1977 Dijon-Prenois was the scene of a mighty duel for the lead of the 1977 French Grand Prix between James Hunt, John Watson and Mario Andretti. The reigning champion led from the start but poor handling restricted him to third at the finish. Watson’s Brabham-Alfa then controlled the race until his tanks ran dry on the final lap. Andretti took advantage, when Watson’s engine spluttered, to snatch victory.
1987 Ferrari team leader Sebastian Vettel (below, with Michael Schumacher in 2012) was born on the day in Heppenheim in 1987. He scored a point on his Formula 1 debut when deputising for BMW Sauber’s Robert Kubica at the 2007 United States Grand Prix. The next season and a half with Scuderia Toro Rosso included pole position and victory in the wet Italian GP in 2008. Promoted to Red Bull Racing a year later, Vettel won four successive titles during a dominant run from 2010. He moved to Ferrari in 2015 and now has 50 GP victories to his name.
July 4
1914 The threat of war in Europe was the backdrop to the 1914 Grand Prix de l’Automobile Club de France on the roads outside Lyons. This just added to the tension for what was one of the great early GPs. Cars started in pairs at 30 second intervals and Max Sailer’s Mercedes led the opening five laps on adjusted time before retiring. Georges Boillot, winner for the last two years and the hero of France, held a narrow advantage over the Mercedes of 1908 winner Christian Lautenschlager. The German took the lead with three 23-mile laps to go and led a Mercedes 1-2-3 when Boillot retired.
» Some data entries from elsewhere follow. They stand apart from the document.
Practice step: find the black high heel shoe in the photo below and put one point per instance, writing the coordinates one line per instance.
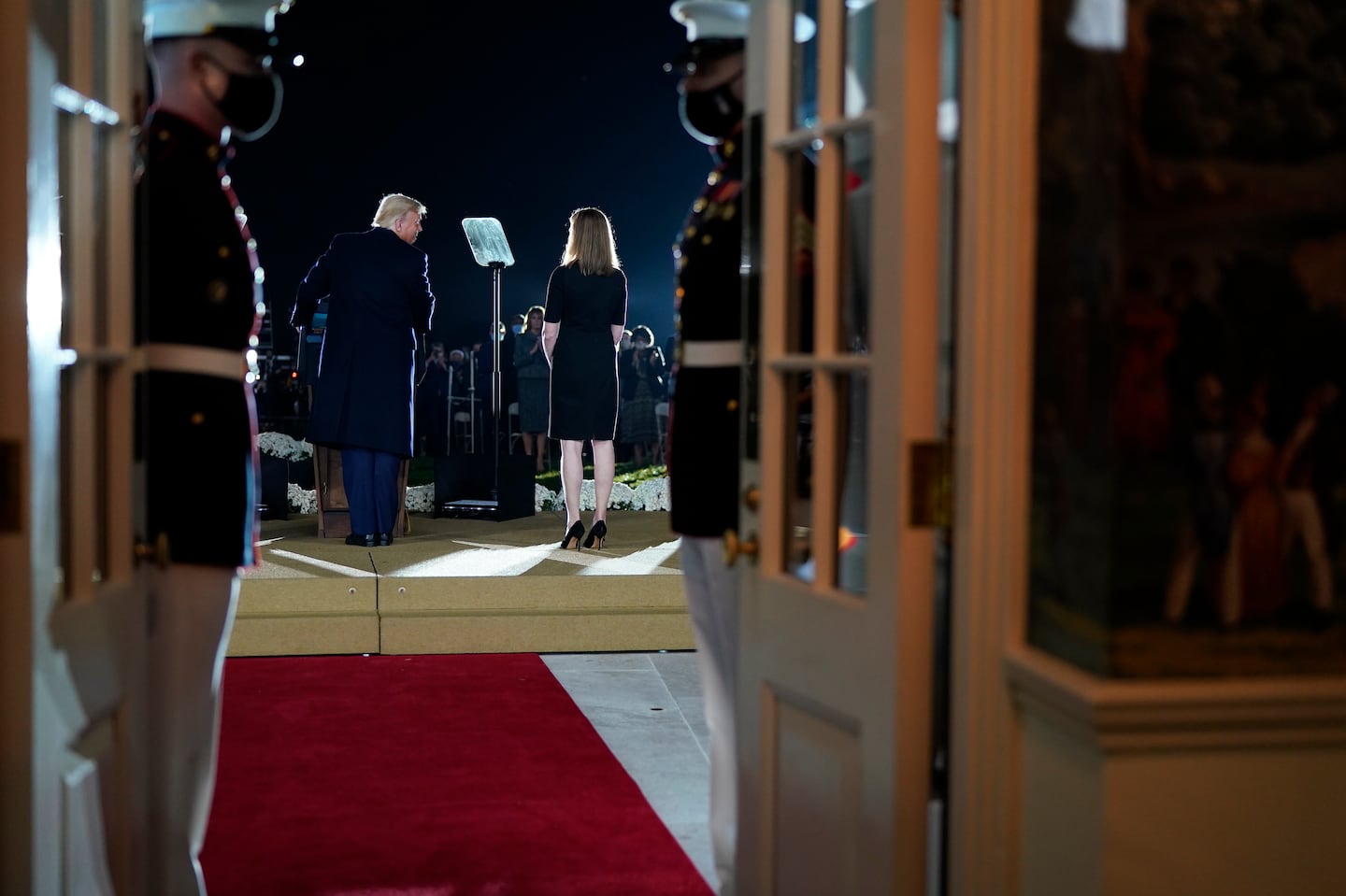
(574, 533)
(598, 533)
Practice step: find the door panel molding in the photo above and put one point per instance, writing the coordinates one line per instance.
(997, 192)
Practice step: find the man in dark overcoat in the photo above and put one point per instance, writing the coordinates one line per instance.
(377, 284)
(198, 311)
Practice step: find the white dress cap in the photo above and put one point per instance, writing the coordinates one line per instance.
(727, 21)
(198, 18)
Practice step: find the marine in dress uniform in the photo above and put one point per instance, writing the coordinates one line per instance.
(704, 408)
(198, 309)
(709, 357)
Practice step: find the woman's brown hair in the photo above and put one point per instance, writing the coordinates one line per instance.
(591, 244)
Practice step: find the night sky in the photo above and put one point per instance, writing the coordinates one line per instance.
(519, 112)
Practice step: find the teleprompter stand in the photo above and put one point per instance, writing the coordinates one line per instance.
(490, 486)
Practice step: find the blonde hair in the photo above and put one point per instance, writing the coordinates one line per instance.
(591, 244)
(394, 206)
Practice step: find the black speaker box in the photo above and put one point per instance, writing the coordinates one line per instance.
(465, 483)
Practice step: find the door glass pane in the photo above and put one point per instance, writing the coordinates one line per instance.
(802, 194)
(852, 486)
(798, 486)
(804, 64)
(859, 57)
(856, 232)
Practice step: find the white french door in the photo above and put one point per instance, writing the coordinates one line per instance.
(836, 696)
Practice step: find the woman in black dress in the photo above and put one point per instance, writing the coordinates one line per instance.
(586, 314)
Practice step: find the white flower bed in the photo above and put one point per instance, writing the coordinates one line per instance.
(302, 501)
(278, 444)
(421, 499)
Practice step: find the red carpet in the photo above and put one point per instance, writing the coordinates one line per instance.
(468, 775)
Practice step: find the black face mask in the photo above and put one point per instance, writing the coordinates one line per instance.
(711, 115)
(251, 104)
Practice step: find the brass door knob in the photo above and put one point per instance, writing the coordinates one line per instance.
(155, 553)
(734, 548)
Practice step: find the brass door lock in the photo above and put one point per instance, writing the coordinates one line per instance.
(734, 548)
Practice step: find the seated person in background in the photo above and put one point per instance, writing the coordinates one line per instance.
(642, 388)
(535, 377)
(432, 404)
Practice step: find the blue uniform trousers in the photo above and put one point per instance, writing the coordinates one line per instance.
(370, 479)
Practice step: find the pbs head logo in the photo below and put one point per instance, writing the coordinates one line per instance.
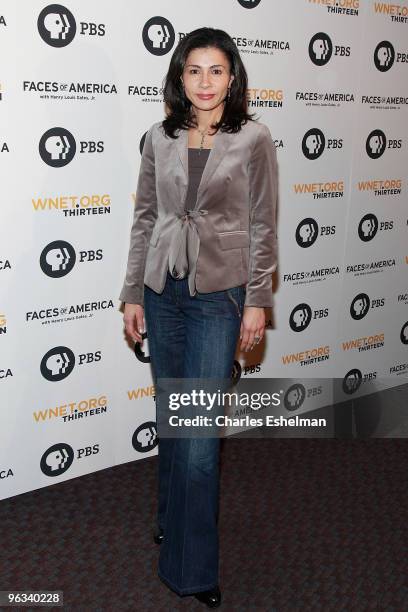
(294, 397)
(384, 56)
(368, 227)
(158, 35)
(57, 459)
(307, 232)
(57, 259)
(375, 144)
(300, 317)
(56, 25)
(57, 363)
(313, 143)
(145, 437)
(249, 3)
(352, 381)
(57, 147)
(360, 306)
(404, 333)
(320, 49)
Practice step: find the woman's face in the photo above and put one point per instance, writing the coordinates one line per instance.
(206, 77)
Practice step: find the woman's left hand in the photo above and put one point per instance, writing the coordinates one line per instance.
(252, 327)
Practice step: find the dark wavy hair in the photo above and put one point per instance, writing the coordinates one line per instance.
(178, 106)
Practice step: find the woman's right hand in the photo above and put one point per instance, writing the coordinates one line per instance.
(133, 318)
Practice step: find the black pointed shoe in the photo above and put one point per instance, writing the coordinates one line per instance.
(211, 598)
(158, 535)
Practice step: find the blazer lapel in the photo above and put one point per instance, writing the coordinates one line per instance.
(221, 143)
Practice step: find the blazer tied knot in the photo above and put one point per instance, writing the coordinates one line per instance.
(184, 247)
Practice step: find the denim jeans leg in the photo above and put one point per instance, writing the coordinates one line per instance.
(166, 336)
(189, 554)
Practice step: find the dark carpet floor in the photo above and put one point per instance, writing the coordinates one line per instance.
(305, 525)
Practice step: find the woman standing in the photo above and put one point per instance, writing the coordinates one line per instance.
(202, 252)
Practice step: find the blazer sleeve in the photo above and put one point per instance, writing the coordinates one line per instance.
(144, 217)
(263, 178)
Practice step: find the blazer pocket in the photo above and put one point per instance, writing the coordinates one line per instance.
(233, 240)
(155, 233)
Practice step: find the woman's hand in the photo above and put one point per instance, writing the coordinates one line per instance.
(252, 326)
(133, 318)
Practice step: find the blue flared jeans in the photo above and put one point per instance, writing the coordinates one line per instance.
(190, 337)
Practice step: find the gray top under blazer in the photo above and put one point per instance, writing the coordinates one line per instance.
(185, 243)
(234, 215)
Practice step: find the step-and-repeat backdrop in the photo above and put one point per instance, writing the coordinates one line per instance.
(80, 84)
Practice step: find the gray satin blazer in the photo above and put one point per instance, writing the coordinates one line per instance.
(237, 233)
1948 René Arnoux celebrates his 70th birthday today. He made his debut in 1978 with Martini but it was with Renault and Ferrari that he won seven times and often excelled in qualifying. He challenged for the 1983 title for Ferrari but was dropped after the 1985 Brazilian Grand Prix. He returned with Ligier but rarely rediscovered that sparkle during four seasons with the team.
1954 Mercedes-Benz made its Formula 1 comeback at Reims in 1954 with three W196 streamliners lining up 1-2-7 on the grid. It was a dominant return with Juan Manuel Fangio and debutant Karl Kling lapping the opposition and leading all the way to a famous 1-2 victory. Hans Herrmann set the fastest race lap in the third car. That victory came 40 years to the day after winning the 1914 race.
July 5
1981 Alain Prost (Renault, above) scored his first Formula 1 win in the French Grand Prix at Dijon-Prenois when rain played its part. This was the first event since Goodyear returned to F1 by supplying Brabham and Williams and Nelson Piquet’s BT49C was leading when the heavens opened after 58 laps. Goodyear did not have the soft tyres required for the restart and Piquet slipped to third on aggregate. John Watson finished second for McLaren.
1992 This was another race to be run in two parts due to rain. Nigel Mansell led Riccardo Patrese in a Williams-Renault 1-2 in the 1992 French Grand Prix to equal Jackie Stewart’s 27 wins, the most for a British driver at that time. The class of 1992, Williams locked out the front row and Patrese was in the lead when light rain prompted a red-flag after 18 laps. He retook the lead on the restart but reluctantly obeyed team orders by letting Mansell passed after a couple of laps. Martin Brundle was third for Benetton and both Lotuses scored points.